Commercial orchid nurseries and large private collections often have individual growing areas devoted to orchids that derive from different tropical habitats. Cymbidiums prefer and even require cool temperatures to flower well. Many claim that they flower best when nighttime temperatures reach near freezing. Laelia anceps also prefers these cool night temperatures and it is common to find them with Cymbidiums in California. While L anceps and members of the Cymbidium genus are not related, they come from similar habitats and so require similar growing conditions.
At the other end of the spectrum are species that come from tropical lowlands. Many Phalaenopsis species come from parts of the world where temperatures are always warm to hot and these species not only tolerate, but grow best when both day and night temperatures are warm. There are, however, other members of the Phalaenopsis genus that come from the foothills of the Himalayas and do not tolerate hot steamy conditions. Some would grow best with cymbidiums in a cool house. Thus, simply knowing the name of a group of orchids does not always inform one of the best temperature in which to grow an individual orchid.
This time of year most hobbyists are temperature conscious, especially those who grow outdoors for part of the year. How much cold will my orchids tolerate is a common question? Of course, there is no simple answer to that question given the previous discussion. No tropical orchid though should be allowed to freeze or be exposed to freezing conditions. Even those few species that come from climates where freezes are common suffer. In Nature, these species often have protected tubers or bulbs under the soil or dead leaves. A hobbyist in North Carolina once reported finding an equitant oncidium flowering in spring among leaves where it had fallen the previous summer during a hurricane; surviving a winter with temperatures below 20 F protected by dead leaves that had accumulated.

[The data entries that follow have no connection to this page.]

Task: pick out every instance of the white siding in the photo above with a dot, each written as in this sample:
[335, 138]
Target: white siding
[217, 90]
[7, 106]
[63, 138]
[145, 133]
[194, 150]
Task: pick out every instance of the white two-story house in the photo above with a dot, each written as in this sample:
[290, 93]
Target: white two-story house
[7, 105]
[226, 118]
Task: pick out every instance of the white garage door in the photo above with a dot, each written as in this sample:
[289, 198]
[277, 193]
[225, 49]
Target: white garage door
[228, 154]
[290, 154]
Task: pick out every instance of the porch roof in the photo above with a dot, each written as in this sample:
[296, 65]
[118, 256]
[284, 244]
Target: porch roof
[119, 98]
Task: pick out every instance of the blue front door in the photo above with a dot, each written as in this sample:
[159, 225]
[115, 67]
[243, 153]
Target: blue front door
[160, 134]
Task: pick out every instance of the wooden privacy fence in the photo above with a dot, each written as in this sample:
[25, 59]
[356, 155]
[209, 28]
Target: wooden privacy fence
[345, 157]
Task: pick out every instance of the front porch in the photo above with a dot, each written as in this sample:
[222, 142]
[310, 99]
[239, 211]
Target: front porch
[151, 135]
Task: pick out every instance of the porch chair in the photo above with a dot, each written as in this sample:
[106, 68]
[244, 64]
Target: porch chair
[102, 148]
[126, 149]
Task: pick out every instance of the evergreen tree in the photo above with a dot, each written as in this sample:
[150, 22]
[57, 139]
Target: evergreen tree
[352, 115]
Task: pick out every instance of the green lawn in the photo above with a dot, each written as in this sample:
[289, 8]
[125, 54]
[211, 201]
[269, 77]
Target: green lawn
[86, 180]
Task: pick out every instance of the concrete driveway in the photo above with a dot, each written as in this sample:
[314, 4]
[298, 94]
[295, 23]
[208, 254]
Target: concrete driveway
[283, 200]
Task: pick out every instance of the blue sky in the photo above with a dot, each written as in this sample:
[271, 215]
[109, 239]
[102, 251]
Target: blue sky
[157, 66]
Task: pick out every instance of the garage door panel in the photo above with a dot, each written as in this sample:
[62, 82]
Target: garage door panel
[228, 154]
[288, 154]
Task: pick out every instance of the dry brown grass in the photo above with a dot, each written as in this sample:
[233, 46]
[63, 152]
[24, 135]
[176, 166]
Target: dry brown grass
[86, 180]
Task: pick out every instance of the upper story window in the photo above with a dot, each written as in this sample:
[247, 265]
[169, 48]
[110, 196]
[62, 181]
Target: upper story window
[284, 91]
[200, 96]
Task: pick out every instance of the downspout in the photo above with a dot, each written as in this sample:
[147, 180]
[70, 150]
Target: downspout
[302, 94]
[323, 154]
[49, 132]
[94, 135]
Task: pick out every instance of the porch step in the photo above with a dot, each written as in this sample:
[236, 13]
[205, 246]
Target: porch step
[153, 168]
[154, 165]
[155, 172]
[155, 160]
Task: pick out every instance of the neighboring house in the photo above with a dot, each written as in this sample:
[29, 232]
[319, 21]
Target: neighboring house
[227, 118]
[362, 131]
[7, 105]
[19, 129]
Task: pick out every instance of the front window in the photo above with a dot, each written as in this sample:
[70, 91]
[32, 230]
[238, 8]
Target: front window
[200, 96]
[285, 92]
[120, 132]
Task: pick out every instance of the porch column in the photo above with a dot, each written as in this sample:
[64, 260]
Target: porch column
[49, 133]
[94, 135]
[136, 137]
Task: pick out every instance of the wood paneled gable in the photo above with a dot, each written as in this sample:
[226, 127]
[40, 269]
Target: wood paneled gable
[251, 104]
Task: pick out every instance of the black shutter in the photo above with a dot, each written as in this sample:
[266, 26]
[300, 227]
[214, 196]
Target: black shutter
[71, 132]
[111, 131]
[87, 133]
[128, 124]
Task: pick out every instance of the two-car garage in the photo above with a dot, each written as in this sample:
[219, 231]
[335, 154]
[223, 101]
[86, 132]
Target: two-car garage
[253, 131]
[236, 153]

Cymbidiums are often seen with frost on their leaves, but frost can occur at temperatures much warmer than the freezing point. When the temperature within an orchid leaf goes below the freezing point, water in leaves forms crystals that tear plant cells, killing them. The next day when the temperature warms, leaves turn to mush as bacteria and fungi invade the broken cells. Obviously, other types of plants can survive freezing temperatures and do so by adding substances to their cells that either prevent crystal formation or lower the freezing temperature.
The only exception to orchids dieing when frozen seems to arise when orchids are dehydrated. Under these conditions sugars and other dissolved materials within the cells are concentrated and prevent crystals from forming. There are numerous accounts of hobbyists returning home, after a sudden emergency to find their orchids still alive, despite no heat in sub-freeing conditions. A number of Chinese wholesale nurseries even intentionally dehydrate blooming sized phalaenopsis to the point where they can be rolled up and placed in small tubes for shipping to Europe and the U.S. This not only greatly reduces shipping costs, but almost eliminates the danger of freezing in the unheated cargo areas of jets. Once they arrive, they are potted in sphagnum and re-hydrated without damage to tissues.